To this end, Democrats need to think slate not ticket. All of the great candidates and hopefuls who debated last summer and fall—Yang, O’ Rourke, Steyer, Warren, Castro, Bennet and Booker—will be available to give their phenomenal intelligence, experience and passion to public service.

But to be absolutely candid, the biggest improvement that needs to be made in our political system is with the electorate. We stand accused as most responsible for the political and social stagnation our nation has endured in the past half century.

Many voters see ourselves as victims of politicians’ broken promises and a squabbling and constipated government. But we are far from innocent in our political quagmire. We may be suffering from conflicted and self-negating government, but we played a role in causing it.

We deserve the entire responsibility for our halting progress, because electorally speaking, we behave in a capricious, querulous and impatient manner. We cannot tolerate complexity. We’re like hundreds of millions of bad bosses who shout, “We don’t want excuses, we want results!” This is especially true when we give Democrats a chance to run the government.

We seem to expect so much more from Democrats.
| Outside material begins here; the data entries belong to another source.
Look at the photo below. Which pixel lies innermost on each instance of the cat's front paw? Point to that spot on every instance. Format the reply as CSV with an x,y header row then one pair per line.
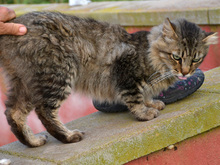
x,y
147,114
75,136
37,141
157,104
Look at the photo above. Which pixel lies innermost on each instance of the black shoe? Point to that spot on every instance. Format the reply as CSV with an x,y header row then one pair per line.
x,y
178,91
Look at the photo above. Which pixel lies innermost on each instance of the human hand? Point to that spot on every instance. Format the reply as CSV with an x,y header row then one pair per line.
x,y
10,28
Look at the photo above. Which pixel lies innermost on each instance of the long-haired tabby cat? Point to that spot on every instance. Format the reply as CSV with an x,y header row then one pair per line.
x,y
61,53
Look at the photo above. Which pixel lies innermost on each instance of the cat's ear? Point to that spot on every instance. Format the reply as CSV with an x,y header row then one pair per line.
x,y
169,29
211,38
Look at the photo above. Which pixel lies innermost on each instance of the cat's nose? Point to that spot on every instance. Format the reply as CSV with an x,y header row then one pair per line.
x,y
185,70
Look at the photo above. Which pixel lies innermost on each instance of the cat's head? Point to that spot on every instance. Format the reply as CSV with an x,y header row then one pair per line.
x,y
179,46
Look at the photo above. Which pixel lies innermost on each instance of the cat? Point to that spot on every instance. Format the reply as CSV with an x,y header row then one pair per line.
x,y
61,53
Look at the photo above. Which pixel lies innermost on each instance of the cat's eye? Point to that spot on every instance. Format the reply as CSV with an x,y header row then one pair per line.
x,y
196,60
175,57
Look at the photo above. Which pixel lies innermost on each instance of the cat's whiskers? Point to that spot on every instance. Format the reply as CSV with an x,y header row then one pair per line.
x,y
160,78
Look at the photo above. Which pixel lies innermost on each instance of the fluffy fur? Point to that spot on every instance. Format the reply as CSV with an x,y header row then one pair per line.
x,y
61,53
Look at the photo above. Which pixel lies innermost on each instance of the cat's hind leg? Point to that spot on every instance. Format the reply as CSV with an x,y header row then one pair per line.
x,y
48,114
135,102
17,110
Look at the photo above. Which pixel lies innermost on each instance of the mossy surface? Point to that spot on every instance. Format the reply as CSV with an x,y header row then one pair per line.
x,y
133,13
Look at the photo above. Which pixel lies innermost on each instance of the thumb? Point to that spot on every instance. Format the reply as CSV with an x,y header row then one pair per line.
x,y
12,29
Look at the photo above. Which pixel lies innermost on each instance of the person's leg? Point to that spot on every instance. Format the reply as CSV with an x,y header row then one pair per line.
x,y
178,91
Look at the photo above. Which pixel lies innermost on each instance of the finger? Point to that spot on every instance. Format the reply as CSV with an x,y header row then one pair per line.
x,y
12,29
6,14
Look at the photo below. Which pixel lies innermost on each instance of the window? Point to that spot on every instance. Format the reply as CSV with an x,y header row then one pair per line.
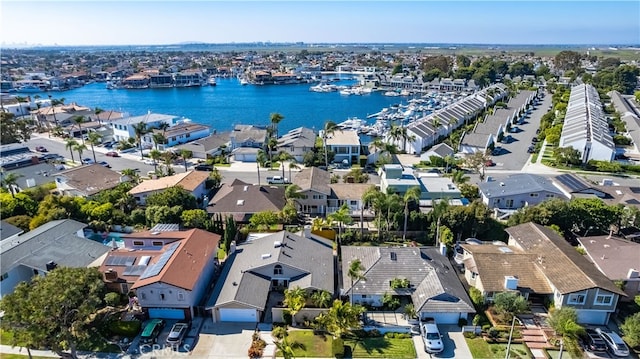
x,y
576,299
277,270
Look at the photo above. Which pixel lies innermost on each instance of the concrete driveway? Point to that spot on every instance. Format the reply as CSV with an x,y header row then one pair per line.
x,y
455,345
223,340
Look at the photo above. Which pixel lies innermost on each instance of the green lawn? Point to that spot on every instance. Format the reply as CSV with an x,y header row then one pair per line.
x,y
306,344
381,348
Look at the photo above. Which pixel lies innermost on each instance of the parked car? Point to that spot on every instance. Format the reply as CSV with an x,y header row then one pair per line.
x,y
151,331
592,341
616,345
431,336
177,333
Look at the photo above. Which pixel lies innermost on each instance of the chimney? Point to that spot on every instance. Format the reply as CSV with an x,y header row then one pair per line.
x,y
510,282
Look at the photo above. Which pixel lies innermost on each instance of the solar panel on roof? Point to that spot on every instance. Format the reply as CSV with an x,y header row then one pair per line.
x,y
156,268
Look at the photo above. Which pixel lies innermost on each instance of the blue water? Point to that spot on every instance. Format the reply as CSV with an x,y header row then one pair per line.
x,y
230,103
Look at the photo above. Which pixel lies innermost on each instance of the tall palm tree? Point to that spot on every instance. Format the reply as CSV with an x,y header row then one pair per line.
x,y
155,156
78,121
140,129
412,195
186,155
10,180
94,139
80,147
275,119
329,128
355,273
70,144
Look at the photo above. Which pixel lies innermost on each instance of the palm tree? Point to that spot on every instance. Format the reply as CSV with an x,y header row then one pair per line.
x,y
412,195
79,120
80,147
94,138
342,216
186,155
355,273
132,174
140,129
275,120
70,144
10,180
155,155
158,139
321,298
329,128
295,299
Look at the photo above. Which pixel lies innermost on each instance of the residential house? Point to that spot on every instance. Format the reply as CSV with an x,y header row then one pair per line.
x,y
171,284
298,142
242,200
517,191
585,126
345,144
192,181
59,243
542,266
207,147
432,284
257,271
314,189
616,258
87,180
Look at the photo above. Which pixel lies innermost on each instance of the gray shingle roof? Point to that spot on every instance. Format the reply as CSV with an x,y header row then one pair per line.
x,y
313,256
54,241
435,285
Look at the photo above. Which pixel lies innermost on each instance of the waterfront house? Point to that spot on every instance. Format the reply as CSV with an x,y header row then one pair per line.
x,y
345,144
171,284
616,258
59,243
420,274
87,180
241,200
297,142
585,126
314,190
123,129
541,265
193,182
257,272
517,191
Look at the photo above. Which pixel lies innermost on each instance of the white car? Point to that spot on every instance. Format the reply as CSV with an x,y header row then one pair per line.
x,y
431,337
616,345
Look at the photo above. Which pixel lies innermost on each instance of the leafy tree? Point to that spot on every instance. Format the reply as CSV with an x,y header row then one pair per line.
x,y
295,299
173,196
631,330
263,220
53,311
195,218
511,303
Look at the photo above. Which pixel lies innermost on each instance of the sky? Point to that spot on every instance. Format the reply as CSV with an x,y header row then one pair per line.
x,y
148,22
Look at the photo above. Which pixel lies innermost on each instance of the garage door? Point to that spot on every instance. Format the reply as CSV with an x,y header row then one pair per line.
x,y
443,318
238,315
592,317
166,313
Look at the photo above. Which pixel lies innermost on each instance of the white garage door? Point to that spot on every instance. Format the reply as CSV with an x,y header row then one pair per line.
x,y
596,317
443,318
166,313
238,315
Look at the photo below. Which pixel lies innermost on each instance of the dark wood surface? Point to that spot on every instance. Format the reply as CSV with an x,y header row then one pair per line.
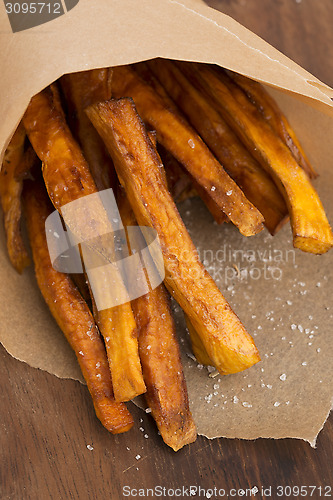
x,y
47,423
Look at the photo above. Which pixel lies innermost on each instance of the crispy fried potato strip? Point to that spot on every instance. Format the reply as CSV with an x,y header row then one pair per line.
x,y
176,135
119,330
223,142
311,230
198,348
67,178
160,357
73,317
82,89
278,121
228,344
10,196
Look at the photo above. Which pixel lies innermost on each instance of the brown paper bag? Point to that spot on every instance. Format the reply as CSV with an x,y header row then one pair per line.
x,y
285,303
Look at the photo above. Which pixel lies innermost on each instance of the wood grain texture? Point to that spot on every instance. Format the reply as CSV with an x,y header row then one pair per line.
x,y
47,423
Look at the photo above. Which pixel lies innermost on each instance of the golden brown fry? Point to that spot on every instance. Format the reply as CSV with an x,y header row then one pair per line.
x,y
67,178
116,324
73,317
160,357
176,135
311,230
240,165
278,121
82,89
228,344
10,196
66,173
198,348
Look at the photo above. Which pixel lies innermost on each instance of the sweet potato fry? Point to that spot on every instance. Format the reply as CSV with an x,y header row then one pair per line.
x,y
198,348
116,324
10,196
228,344
311,230
67,178
73,317
176,135
278,121
119,330
82,89
223,142
160,357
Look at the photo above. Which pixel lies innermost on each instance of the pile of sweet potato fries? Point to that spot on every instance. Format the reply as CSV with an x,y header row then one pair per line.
x,y
156,133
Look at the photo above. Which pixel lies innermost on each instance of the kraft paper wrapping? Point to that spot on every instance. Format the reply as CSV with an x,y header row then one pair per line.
x,y
283,296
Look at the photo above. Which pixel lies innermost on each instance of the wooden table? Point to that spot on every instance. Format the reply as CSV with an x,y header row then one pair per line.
x,y
47,423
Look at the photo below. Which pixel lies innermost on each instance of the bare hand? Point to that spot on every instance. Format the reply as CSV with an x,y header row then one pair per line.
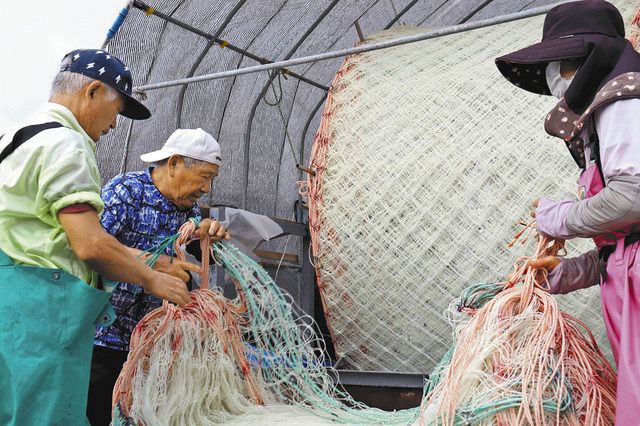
x,y
176,267
216,231
548,262
168,287
534,206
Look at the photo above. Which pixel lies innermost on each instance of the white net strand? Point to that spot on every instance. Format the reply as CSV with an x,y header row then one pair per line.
x,y
427,158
Characteristically, we will give a Democratic president one year to effect change. If the Democratic administration we elected with high hopes faces political headwinds in Congress, and fails to deliver a coherent and effective agenda in one year, we feel betrayed, and lash out in a midterm backlash.
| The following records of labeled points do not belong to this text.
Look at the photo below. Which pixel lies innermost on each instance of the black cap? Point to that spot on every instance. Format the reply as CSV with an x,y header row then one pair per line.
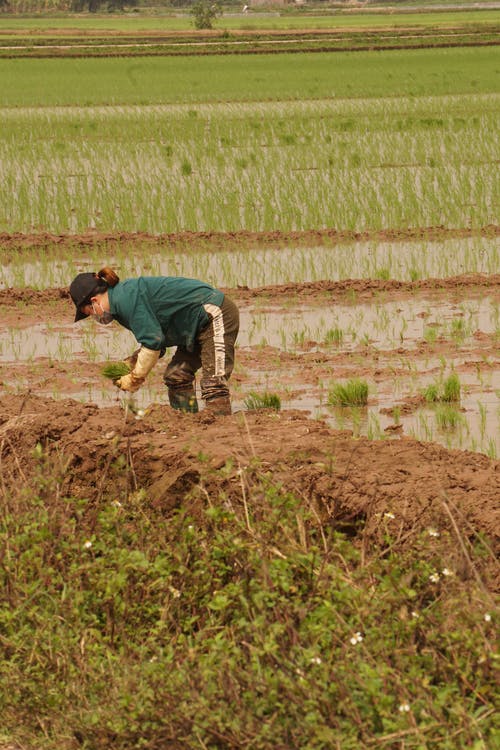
x,y
82,288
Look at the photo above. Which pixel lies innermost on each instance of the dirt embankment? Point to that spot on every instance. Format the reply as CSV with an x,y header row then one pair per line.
x,y
224,240
365,488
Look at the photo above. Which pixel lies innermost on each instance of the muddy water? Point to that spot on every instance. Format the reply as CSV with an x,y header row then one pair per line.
x,y
380,341
385,326
266,266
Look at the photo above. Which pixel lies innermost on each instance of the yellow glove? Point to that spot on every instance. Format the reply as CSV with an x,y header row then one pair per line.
x,y
132,360
129,382
146,360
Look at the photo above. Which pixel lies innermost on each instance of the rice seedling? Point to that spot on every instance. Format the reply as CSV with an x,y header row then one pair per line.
x,y
352,393
334,336
431,334
447,390
122,170
256,401
448,417
115,370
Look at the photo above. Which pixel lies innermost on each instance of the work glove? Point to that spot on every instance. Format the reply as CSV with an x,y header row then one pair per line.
x,y
146,360
132,360
129,383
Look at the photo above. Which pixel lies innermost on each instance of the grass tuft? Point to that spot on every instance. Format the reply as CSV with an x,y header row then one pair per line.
x,y
262,401
352,393
115,370
448,390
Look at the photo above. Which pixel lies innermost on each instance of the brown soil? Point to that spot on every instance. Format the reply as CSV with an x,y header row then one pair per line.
x,y
222,240
350,483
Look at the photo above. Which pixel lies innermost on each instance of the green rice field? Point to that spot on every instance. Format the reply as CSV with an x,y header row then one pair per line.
x,y
403,139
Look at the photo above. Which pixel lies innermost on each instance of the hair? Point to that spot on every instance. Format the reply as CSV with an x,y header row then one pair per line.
x,y
107,275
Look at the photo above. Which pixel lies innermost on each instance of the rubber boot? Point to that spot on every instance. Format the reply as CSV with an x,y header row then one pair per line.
x,y
220,406
183,400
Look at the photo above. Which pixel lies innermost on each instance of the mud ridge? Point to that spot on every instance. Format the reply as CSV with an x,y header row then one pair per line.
x,y
20,240
351,483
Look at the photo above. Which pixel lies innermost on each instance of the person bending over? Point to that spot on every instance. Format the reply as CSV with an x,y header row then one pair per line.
x,y
166,311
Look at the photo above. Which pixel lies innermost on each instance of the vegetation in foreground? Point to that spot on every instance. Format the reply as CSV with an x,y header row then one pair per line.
x,y
254,625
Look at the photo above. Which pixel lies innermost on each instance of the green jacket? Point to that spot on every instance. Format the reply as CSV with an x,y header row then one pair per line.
x,y
163,311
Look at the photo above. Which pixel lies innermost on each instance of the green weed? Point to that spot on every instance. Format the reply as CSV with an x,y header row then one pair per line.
x,y
262,401
245,624
352,393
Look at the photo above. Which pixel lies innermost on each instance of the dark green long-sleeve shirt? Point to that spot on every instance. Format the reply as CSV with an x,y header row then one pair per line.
x,y
163,311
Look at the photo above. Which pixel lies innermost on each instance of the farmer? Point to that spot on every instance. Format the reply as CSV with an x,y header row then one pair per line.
x,y
164,311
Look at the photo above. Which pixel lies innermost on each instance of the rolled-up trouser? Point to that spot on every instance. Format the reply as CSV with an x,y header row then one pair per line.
x,y
213,352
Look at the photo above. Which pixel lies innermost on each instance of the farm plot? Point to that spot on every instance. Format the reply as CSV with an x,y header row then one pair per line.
x,y
301,334
319,575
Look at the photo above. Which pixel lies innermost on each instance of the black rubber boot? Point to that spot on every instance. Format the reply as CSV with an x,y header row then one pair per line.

In this self-defeating manner, people who voted for change, punish the president they have elected to advance it by prematurely undoing all he has proposed and propelled with a harsh midterm Congressional rebuke. This refractory gesture ensures that the wishes for progress and reform that prompted the public to vote for this president will be undermined and undone.
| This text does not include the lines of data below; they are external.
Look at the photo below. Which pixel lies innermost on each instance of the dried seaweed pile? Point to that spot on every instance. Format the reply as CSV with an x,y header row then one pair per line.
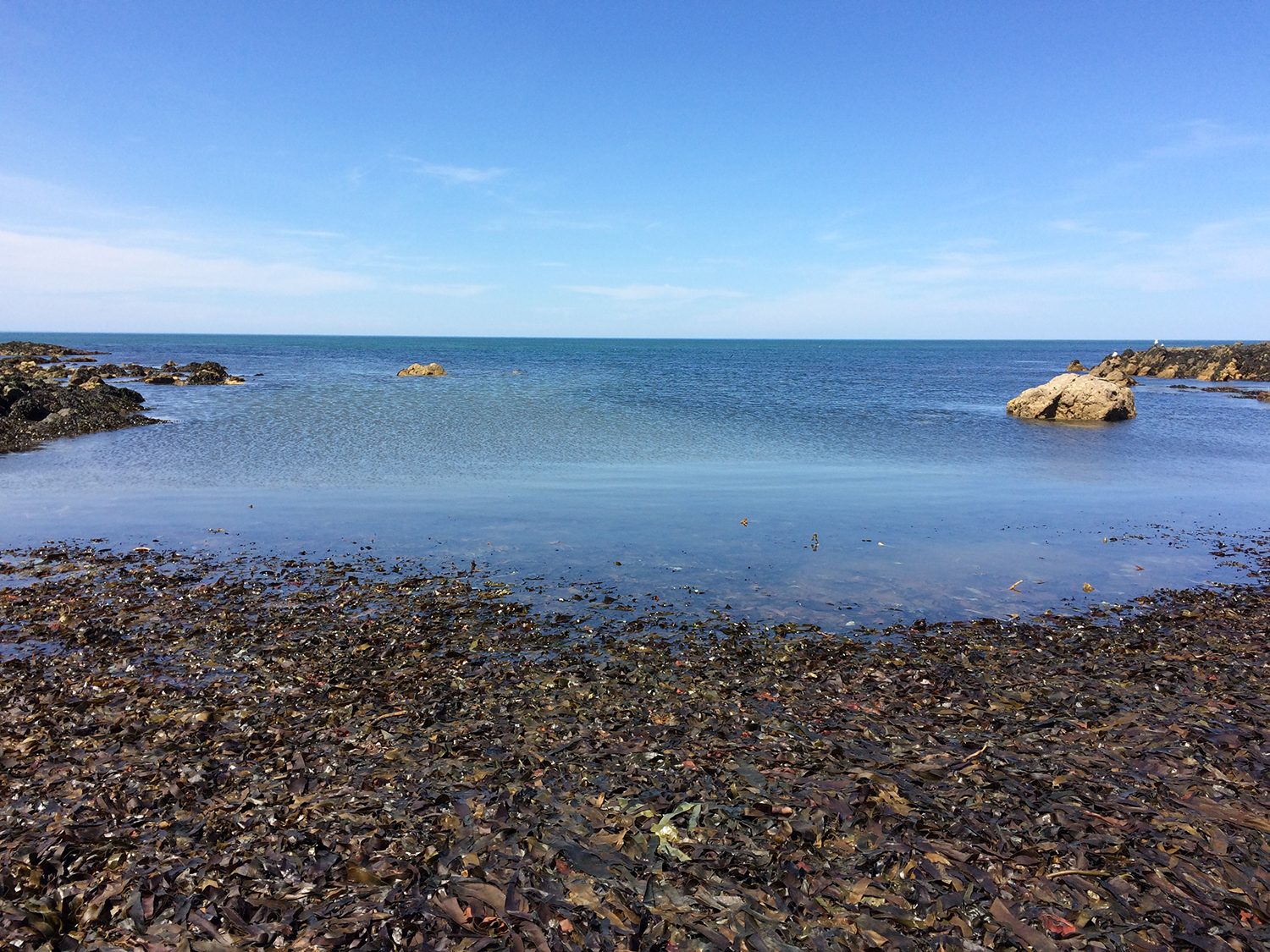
x,y
215,756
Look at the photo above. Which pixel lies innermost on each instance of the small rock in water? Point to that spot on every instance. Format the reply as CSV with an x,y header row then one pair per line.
x,y
418,370
1074,398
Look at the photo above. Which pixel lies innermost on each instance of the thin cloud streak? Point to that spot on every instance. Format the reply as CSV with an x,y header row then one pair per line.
x,y
447,289
45,264
457,174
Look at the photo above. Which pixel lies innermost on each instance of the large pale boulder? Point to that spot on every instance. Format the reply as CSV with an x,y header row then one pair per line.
x,y
418,370
1074,398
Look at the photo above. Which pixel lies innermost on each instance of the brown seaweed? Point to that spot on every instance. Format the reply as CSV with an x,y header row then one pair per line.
x,y
213,756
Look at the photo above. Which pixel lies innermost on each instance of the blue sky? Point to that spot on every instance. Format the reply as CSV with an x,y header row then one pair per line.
x,y
584,169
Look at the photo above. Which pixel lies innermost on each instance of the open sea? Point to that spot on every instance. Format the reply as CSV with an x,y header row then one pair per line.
x,y
845,484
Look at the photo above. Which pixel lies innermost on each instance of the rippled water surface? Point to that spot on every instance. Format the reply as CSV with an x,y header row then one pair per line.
x,y
831,482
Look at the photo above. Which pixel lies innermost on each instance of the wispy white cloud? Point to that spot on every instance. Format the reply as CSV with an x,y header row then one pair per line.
x,y
447,289
652,292
55,264
456,174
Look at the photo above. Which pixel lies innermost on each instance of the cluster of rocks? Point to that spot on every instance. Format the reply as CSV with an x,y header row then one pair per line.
x,y
33,411
418,370
50,362
1074,398
50,391
1102,391
1219,365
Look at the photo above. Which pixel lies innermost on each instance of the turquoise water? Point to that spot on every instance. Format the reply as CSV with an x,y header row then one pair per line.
x,y
554,459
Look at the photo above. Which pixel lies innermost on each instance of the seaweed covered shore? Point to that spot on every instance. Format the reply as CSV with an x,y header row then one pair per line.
x,y
215,754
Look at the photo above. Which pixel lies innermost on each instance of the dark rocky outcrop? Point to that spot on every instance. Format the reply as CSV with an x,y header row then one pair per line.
x,y
33,411
1221,363
1074,398
37,405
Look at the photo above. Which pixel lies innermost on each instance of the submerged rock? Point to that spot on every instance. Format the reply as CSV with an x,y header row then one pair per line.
x,y
418,370
1074,398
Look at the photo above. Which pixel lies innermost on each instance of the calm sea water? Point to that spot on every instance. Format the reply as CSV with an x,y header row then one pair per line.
x,y
840,482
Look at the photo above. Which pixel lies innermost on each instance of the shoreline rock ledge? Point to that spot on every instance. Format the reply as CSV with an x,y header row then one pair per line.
x,y
1074,398
418,370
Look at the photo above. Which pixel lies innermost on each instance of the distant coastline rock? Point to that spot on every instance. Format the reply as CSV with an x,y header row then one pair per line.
x,y
418,370
1221,363
1074,398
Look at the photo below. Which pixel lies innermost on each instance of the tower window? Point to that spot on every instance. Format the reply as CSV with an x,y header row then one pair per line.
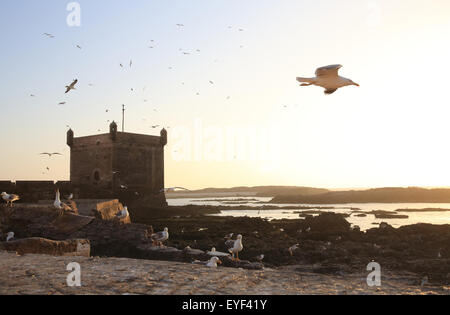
x,y
97,176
Is it any wonder that we often feel that our government is hapless and broken? It is because we lack perseverance and faith as an electorate. We treat our politics like The Gong Show. Out of childish frustration, we pull a lever and yank the president before he can achieve what we asked him to do.

Rather than daydream about how our government can improve, we should take a long, hard look in our collective mirror and vote in our private ballot boxes to change ourselves—electorally speaking. To obtain political results, we must see politics realistically, not as a faith healing spectacle but as a deliberative human process and interaction that requires patience and resolve.

Everyday someone asks in bewilderment how the nation with the most advanced medical technology, facilities and therapies can founder in a public health crisis that every other nation has successfully managed. You don't need to consult the Sphinx to answer this facile conundrum.

If we want to understand why America has stumbled against COVID-19 we need only glance at the average percentage of Americans who vote in presidential elections—a meager 56% in 2016, which was one of the most hotly contested, intensely debated and widely followed elections in recent times. If Americans cannot be bothered to vote in their most consequential elections, how can they be relied on to take precautions against a pandemic? 

Ask Americans if they love their country, and they will answer an unequivocal, “Yes!” Yet too many Americans are not good citizens. We often speak of entitlements pejoratively as social programs, like social security, and welfare, that dispense funds or benefits to qualified individuals. Yet too many Americans view democracy as an entitlement, or as an attribute they’re born with like their surname or eye color. They don’t see their rights, privileges and freedoms as precious items they must work for to preserve. Our democracy has survived multiple wars, economic downturns, natural disasters, epidemics and civil disturbances, but voter apathy is one assault our democracy will not survive.